10 State of Bengal vs Paban Das Baul – Kon Ek Pakhi (Real World)


That was Saifullah Zaman (aka State of Bengal) – yet another bass-playing producer. On the piece, “Kon Ek Pakhi”, he collaborated with singer, poet and musician Paban Das Baul. Paban also makes the instruments he plays on the track: the dubki, a sort of tambourine; the khamak, a plucking drum; and the dotora, a five-stringed lute.

Now music from the Qitai County in China’s northwest Xinjiang province, far from the ambit of Beijing (2000 miles away). The song we are going to hear is by Mamer.


11 Mamer – Mountain Wind (Real World)


12 Varttina – Lumotar / The Enchantress (Real World)


13 Frifot - Sluring (Amigo Music AB)

First in that triple play was Mamer, drawing on grassland songs and music from northwestern China. It comes from his recent Real World CD called “Eagle”.

We then had Varttina from Finland, and after that Frifot from Sweden.

Set your controls for England in the 1971. The first is by guitar maestro Bert Jansch and is the traditional “Reynardine”. As the sleeve notes say: “the song of the fox, played here in D major with the bass string down to D”.


14 Bert Jansch - Reynardine (Transatlantic Records Ltd)


15 Anne Briggs - Willie-o-winsbury (Topic)

After Bert Jansch’s “Reynardine” from the LP “Rosemary Lane”, we had “Willie-o-Winsbury” sung by Anne Briggs, with John Moynihan and Briggs on bouzouki. Moynihan was more or less responsible for bringing the bouzouki into English folk in the late 60s.

Off to the US for two old-style, rootsy blues songs, both off newish CDs. The first by Ramblin Jack Elliot, “Please remember me”. The second is by Seasick Steve, who introduces it himself.

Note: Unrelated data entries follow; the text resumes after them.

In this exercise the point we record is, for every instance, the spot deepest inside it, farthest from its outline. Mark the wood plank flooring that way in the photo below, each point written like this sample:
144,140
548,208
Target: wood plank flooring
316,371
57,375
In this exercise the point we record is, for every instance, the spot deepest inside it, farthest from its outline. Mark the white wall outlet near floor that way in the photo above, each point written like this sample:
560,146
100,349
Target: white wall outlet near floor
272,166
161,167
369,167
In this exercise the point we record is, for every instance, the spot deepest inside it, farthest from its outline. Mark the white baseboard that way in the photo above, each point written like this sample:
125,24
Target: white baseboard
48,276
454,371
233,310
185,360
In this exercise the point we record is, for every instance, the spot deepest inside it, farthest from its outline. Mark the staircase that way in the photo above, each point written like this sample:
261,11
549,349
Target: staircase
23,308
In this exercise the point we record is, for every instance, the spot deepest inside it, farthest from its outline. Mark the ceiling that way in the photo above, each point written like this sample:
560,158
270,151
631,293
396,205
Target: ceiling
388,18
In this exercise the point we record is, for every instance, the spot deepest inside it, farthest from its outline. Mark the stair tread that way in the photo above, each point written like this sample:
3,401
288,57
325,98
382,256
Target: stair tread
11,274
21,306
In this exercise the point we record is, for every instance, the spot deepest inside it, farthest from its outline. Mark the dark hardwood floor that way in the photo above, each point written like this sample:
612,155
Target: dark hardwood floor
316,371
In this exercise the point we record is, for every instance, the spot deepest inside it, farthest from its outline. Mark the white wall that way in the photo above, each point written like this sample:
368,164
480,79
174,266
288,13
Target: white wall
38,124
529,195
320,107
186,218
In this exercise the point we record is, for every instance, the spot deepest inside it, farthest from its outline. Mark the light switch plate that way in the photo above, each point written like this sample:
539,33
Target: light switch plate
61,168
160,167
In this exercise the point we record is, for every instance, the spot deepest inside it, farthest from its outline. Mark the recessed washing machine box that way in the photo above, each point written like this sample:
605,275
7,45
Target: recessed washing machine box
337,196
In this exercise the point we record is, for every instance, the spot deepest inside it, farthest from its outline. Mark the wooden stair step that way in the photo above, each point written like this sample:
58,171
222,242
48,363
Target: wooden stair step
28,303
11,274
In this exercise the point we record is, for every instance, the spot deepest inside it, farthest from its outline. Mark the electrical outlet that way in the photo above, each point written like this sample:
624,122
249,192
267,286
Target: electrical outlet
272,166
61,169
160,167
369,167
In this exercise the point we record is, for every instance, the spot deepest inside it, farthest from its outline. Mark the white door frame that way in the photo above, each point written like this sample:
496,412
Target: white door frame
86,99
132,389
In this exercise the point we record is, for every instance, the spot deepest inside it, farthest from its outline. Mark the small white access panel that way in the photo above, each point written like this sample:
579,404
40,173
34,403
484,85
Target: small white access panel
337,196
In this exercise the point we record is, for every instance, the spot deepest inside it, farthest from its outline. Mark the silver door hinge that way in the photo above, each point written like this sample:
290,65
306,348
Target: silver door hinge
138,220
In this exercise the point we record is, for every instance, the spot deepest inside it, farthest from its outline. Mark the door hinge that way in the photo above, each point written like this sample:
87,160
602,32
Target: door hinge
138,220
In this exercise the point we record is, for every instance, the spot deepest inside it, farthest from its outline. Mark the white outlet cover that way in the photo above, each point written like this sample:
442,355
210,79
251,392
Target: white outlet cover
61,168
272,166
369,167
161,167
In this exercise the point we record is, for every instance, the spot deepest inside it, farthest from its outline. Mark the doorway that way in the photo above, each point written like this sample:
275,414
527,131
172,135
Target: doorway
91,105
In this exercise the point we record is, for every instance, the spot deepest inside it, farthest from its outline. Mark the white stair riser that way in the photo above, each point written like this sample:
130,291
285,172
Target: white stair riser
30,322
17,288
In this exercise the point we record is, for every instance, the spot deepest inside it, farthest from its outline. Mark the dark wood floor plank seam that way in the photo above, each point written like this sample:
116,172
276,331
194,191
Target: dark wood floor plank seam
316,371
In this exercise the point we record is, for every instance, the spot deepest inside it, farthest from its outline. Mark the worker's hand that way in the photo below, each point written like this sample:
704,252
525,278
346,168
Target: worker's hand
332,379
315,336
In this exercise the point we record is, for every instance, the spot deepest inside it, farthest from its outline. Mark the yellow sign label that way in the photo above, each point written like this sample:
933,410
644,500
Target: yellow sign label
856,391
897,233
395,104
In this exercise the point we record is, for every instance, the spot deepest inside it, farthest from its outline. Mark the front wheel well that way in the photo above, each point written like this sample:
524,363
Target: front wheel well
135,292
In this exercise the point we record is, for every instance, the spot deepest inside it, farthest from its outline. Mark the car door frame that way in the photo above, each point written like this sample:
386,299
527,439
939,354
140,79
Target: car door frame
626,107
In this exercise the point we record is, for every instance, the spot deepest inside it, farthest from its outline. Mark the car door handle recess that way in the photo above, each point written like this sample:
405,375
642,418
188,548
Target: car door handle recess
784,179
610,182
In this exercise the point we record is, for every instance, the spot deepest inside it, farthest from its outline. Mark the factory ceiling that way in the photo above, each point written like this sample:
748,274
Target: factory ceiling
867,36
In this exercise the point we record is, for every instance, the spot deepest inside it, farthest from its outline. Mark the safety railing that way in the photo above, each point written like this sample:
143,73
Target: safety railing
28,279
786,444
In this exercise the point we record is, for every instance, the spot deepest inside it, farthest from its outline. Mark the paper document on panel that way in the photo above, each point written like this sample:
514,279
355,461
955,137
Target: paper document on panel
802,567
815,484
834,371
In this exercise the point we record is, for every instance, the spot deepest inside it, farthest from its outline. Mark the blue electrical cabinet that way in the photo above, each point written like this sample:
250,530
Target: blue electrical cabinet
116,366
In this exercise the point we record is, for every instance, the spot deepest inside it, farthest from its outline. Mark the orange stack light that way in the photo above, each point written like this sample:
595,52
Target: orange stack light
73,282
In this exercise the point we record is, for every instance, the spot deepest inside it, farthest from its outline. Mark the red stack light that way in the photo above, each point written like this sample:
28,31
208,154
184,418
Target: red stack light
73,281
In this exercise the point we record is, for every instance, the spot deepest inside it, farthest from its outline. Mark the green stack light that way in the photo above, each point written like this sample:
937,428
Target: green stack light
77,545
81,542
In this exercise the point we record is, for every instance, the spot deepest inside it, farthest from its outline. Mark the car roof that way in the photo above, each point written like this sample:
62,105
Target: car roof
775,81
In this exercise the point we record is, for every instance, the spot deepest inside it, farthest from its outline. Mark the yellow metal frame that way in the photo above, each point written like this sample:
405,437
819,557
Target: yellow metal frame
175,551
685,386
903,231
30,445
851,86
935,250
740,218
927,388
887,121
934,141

16 Ramblin Jack Elliot - Please remember me (Anti)


17 Seasick Steve – Chiggers (Warner Brothers)


First we had Ramblin Jack Elliot off his 2009 CD “A Stranger Here”. The CD consists of his interpretations of country blues music from the depression era and is deftly produced by Joe Henry. The song we heard was “Please remember me” and was written by Walter Davis. Van Dyke Parks played the piano.

More “American folk music revisited…”


18 Bob Neuwith and Eliza Carthy - I wish I was a mole in the ground (Shout Factory)


From Hal Willner’s tribute to “The anthology of American folk music” - the very influential collection of 78s from the 20s and 30s put together by Harry Smith, which he put onto 6 records and released in the 50s, that was “I wish I was a mole in the ground”. Bascom Lamar Lunsford, who hailed from North Carolina, wrote the song. Here Bob Neuwith and Eliza Carthy played it.